This picture shows me with my friends Erik, Susan, and Misa one year ago today, celebrating New Year's Eve at Excalibur/Vision nightclub in Chicago. As I get older and time passes progressively faster, this photograph seems as though it ought to be one week old instead of twelve months. I suppose that 2006 for me can be described as a year of self-exploration. Last January, I was still coming to terms with the failure of my first "real job" -- in quotation marks because it turned out to be anything but. I still get angry thinking about it, not so much because of what happened but because I was clearly too naive to realize it before it was too late. A powerful life lesson to be learned from this is that there are many who won't think twice about screwing over other people, so you have to watch out for yourself. Maybe this sounds obvious, but evidently it wasn't a concept I took to heart until I learned the hard way.
In any event, this is how I ended up with the job I currently hold. I accepted it out of necessity, not enthusiasm, and I frequently wonder why I'm still doing it one year later. Hopefully 2007 will have in store for me a job that's much better aligned with my talents and passions. I'm fully aware this will most likely mean leaving Iowa City and relocating elsewhere. I have ambivalent feelings about that. Many of my closest friends still live here, and they're absolutely the people who have made my life the wonderful experience it's been. Yet I also acknowledge that I lead a very "safe" existence here -- stable income, a nice place to live, and little uncertainty. If I want to make progress in my life, I'll eventually need to take some major risks. Maybe 2007 will be the year for that.
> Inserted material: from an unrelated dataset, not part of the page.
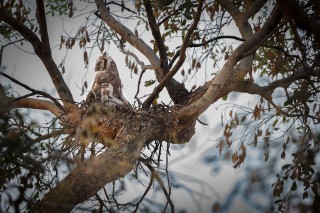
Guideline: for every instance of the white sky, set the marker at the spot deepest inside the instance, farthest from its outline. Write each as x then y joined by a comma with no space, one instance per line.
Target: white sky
28,69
This year was a very good one for friendships. I've gotten closer to the friends I already have, and I've made new ones along the way. I'm optimistic that the new year will be a continuation of this trend. I've also seen many friends in new and deepening relationships with their significant others, leaving me to desire the same. I see such a relationship as a way for two people of common interest to strengthen and be a source of guidance and happiness for each other. Granted, that may sound idealistic, but I've seen far too many people in superficial (and eventually failed) relationships to expect anything less of my own. I know that this is something that can be found only when the time and person is right. I also know it's something worth waiting for.
There's a lot more for me to say about 2006, but as its final hours wane, I'd prefer to ponder the year ahead, which has the potential to be a very good one. I wish everyone a Happy New Year. Be safe, and I'll see you in 2007.